For a split-second, it looked like he might do more than that. Haase burst out of the box as his opposite-field drive soared deep to right in a sign of hope, but the slowing strides George Springer took at the edge of the warning track in right-center took away any that he had.
In the end, it was a battle that arguably neither side won, which seemingly fits the Tigers’ season. Haase’s sacrifice fly drove in a run, but that’s all the Tigers mustered from a bases-loaded, nobody-out opportunity in a two-run game. A day after they overcame three unearned runs for a comeback victory, two more unearned tallies off errors — one of them coming after Haase’s sac fly — proved to be the difference in a 5-3 series-opening loss on Thursday at Rogers Centre.
Haase walked away having turned in a productive at-bat on Detroit’s unproductive night.
“We came back and had a huge chance, bases loaded, no outs,” manager A.J. Hinch said. “You’d like to get a little bit more, obviously. Haase had a great at-bat and was inches away from making it really interesting. But I look back and I see two errors that led to part of their scoring.”
Having only managed just a Willi Castro solo homer off Yusei Kikuchi and a Jonathan Schoop solo homer off Tim Mayza to that point, the Tigers’ rally against Garcia was a product of timely hitting. Victor Reyes slugged a leadoff double off the right-field wall, then Robbie Grossman’s blooper fell in a collision between shortstop Bo Bichette and left fielder Lourdes Gurriel Jr.
Seven consecutive pitches out of the strike zone — four to walk Javier Báez, then three to give a 3-0 count to Miguel Cabrera — put Detroit’s chances of winning at nearly 50 percent, according to Statcast. Cabrera took a strike on 3-0, then hit a fly ball that Springer charged in on in a way that left Reyes no chance to tag up from third.
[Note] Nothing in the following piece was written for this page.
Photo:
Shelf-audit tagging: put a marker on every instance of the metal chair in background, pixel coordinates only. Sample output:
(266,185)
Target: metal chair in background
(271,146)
Enter Haase, whose production this summer has turned him into the cleanup hitter against lefty starters.
“It’s hard to be selective in that at-bat,” Haase said. “Guessed wrong on a slider and I fought a two-seam right off my knuckles. After that, I thought he was pretty confident with his heater. Didn’t seem like he had a good grip on his breaking pitches, so after that I kind of dug in a little bit, looking for a heater. He just kept making good pitches, getting his heater at the top of the zone, and I kept fouling it off. Finally got on top of one and got it forward.”
Asked if he thought the ball had a chance to go out, Haase said, “Maybe for a second there, but I was just happy to get the job done either way.”
Said Hinch: “He’s been really good obviously this month, and he was in the at-bat, fouling off some really tough pitches, and then just missed a pitch. Now we need that run there, just like you need any run, and there was still an opportunity after that.”
The run led Blue Jays interim manager John Schneider to turn to Jordan Romano for a potential four-out save. He needed just one pitch for his first out and to end the threat, getting red-hot Jeimer Candelario to ground out to second.
What had been a near-even chance to win dropped to a 12-percent chance of victory, sliding even lower after Toronto scored an unearned run in the bottom half and all the way to zero as Romano closed it out in the ninth.